A Bankrate survey found that just a third of us have one (compared to a majority of older Americans who do)—with many opting for prepaid and debit cards instead. A TransUnion study suggests this translates to millennials owning two fewer cards than older Gen Xers. Fewer cards equals less money spent in fees and interest—and lower profits for credit card companies.
Why cut out the cards?
There probably isn’t just one thing that set us on the path to becoming credit-avoiders—but a reluctance to rack up debt is probably the biggest factor. “Americans, broadly, have an uneasy relationship with debt,” says Erin Currier, project director for The Pew Charitable Trusts’ financial security and mobility project. “However, younger Americans seem to view debt more negatively.”
That’s likely because we have a lot of it—specifically student loans. The class of 2016 has it particularly rough, with an average balance of $37,000. When you’re already struggling to repay a five-figure balance—potentially delaying homeownership, marriage and starting a family as a result—it’s easy to understand why you might be skeptical about adding to the tab.
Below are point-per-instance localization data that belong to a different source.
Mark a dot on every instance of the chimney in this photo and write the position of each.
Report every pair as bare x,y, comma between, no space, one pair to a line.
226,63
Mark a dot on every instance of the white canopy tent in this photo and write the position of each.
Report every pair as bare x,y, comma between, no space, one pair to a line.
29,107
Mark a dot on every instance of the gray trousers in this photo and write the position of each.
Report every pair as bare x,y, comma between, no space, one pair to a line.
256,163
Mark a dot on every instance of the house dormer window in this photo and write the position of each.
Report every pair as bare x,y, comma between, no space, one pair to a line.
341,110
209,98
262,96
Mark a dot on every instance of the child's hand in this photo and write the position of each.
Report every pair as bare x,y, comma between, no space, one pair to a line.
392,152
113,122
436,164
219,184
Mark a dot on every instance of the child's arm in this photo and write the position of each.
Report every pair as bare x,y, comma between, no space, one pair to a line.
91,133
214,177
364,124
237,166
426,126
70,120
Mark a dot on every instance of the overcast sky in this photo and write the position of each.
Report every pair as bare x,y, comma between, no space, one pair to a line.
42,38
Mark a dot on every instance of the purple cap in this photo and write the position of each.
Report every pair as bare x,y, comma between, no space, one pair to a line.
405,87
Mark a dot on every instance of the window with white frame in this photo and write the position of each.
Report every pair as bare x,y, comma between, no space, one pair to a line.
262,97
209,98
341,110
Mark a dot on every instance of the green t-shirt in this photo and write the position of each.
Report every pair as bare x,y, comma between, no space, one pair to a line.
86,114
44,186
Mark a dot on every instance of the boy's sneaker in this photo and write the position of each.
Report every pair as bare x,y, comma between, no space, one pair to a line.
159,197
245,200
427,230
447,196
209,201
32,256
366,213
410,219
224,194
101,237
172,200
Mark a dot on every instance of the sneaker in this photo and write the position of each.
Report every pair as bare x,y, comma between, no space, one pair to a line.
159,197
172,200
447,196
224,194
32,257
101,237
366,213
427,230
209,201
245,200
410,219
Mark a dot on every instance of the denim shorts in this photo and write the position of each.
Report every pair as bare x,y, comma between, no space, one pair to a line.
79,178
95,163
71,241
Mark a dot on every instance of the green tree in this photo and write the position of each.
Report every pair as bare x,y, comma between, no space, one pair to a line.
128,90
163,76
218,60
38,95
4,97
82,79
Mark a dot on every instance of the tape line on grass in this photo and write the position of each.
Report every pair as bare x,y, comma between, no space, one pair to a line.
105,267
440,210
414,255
Then there’s the psychological trauma of living through the Great Recession (and graduating into a notoriously tough job market). “We’ve seen the negative impact credit has had on our parents’, grandparents’, siblings' and even our own lives. We’ve seen the housing crisis leave people underwater on their mortgages,” says Certified Financial Planner Josh Harris. “It would be hard not to have a bad taste in your mouth [about credit and debt].”
This actually sounds like a good thing…
Not exactly. Just because aversion to credit is understandable doesn’t mean it’s smart.
Credit cards are a tool. Like any tool in the wrong hands or being used irresponsibly, it can do a lot of damage. There’s a reason, after all, that you don’t use a chainsaw to cut an avocado. But used responsibly, credit cards (and chainsaws) have a lot to offer.
For example, responsibly handling a credit card helps build credit history, which can boost your credit score. A healthy score is often the key to landing better interest rates on other loans and mortgages. Plus, some credit cards offer valuable rewards—from interest-free balance transfers that can be used to pay down other debt, to rewards points and cash back and even complimentary car insurance, extended warranties and more.
So how do we strike the right balance?
A little education and a lot of discipline. Start by understanding, then implementing, some credit “best practices,” like setting up auto-payments to pay off your balance on time and in full each month and keeping your balance well below the card’s limit. (How much credit you’re using relative to the limit makes up a big chunk of your FICO credit score.)
If you’re not quite ready to jump into the deep end, ease into a charge-and-pay-it-off rhythm by limiting your card usage to one or two recurring expenses—say, your gym membership or Netflix account—so you can start building credit without overspending.